M. Stéphane Piednoir, sénateur. - Ma première remarque porte sur l'utilité de la coordination au niveau européen. On voit que la force de frappe est bien supérieure lorsque l'ensemble des pays européens se fédère sur cette question, comme sur d'autres. J'ai eu à traiter des véhicules électriques, pour lesquels a été évoqué un « Airbus de la batterie », avec un plan conjoint franco-allemand. La coordination sur l'intelligence artificielle est-elle de même nature, portant à la fois sur la recherche et sur les applications ? Pour les applications militaires, c'est peut-être un peu différent. Pouvez-vous nous en dire plus, à l'heure où la concurrence internationale est très forte et pas toujours aux mains des États ? Je pense aux GAFAM (Google, Apple, Facebook, Amazon et Microsoft) et autres BATX (Baidu, Alibaba, Tencent et Xiaomi).

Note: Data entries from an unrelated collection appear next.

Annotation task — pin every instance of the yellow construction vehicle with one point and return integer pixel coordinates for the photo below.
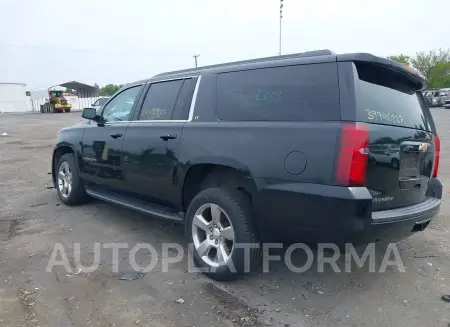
(56, 102)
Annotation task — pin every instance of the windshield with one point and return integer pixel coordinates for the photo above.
(100, 102)
(383, 97)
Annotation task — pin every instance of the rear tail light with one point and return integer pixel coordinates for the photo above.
(437, 154)
(353, 155)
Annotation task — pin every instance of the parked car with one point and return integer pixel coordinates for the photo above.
(271, 149)
(437, 98)
(447, 104)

Par ailleurs, en introduction vous avez dit que désormais, l'intelligence artificielle repose sur l'utilisation de données en masse. Je m'interroge toujours, comme je l'ai dit dans le cadre de la commission d'enquête sur la souveraineté numérique qui s'achève cette semaine, dont le rapporteur est Gérard Longuet, sur l'acceptation par le grand public de la communication de données parfois personnelles. Particulièrement en France, il existe une forme de réticence assez aiguë. On la constate, par exemple, pour l'installation des compteurs Linky, alors que tout laisse à penser qu'au final les interprétations possibles des données d'usage sont assez mineures. Comment l'État peut-il incarner un véritable tiers de confiance ? Vous avez mentionné les données de santé, beaucoup plus sensibles. S'agissant de ce tiers de confiance, l'idée d'un cloud national, souverain, est quasiment abandonnée aujourd'hui, voire menacée par l'émergence de l'ordinateur quantique, capable de casser n'importe quel code de chiffrage des données. Quelles sont les perspectives pour l'usage en masse des données et les assurances susceptibles d'être données aux particuliers qui confient leurs données ?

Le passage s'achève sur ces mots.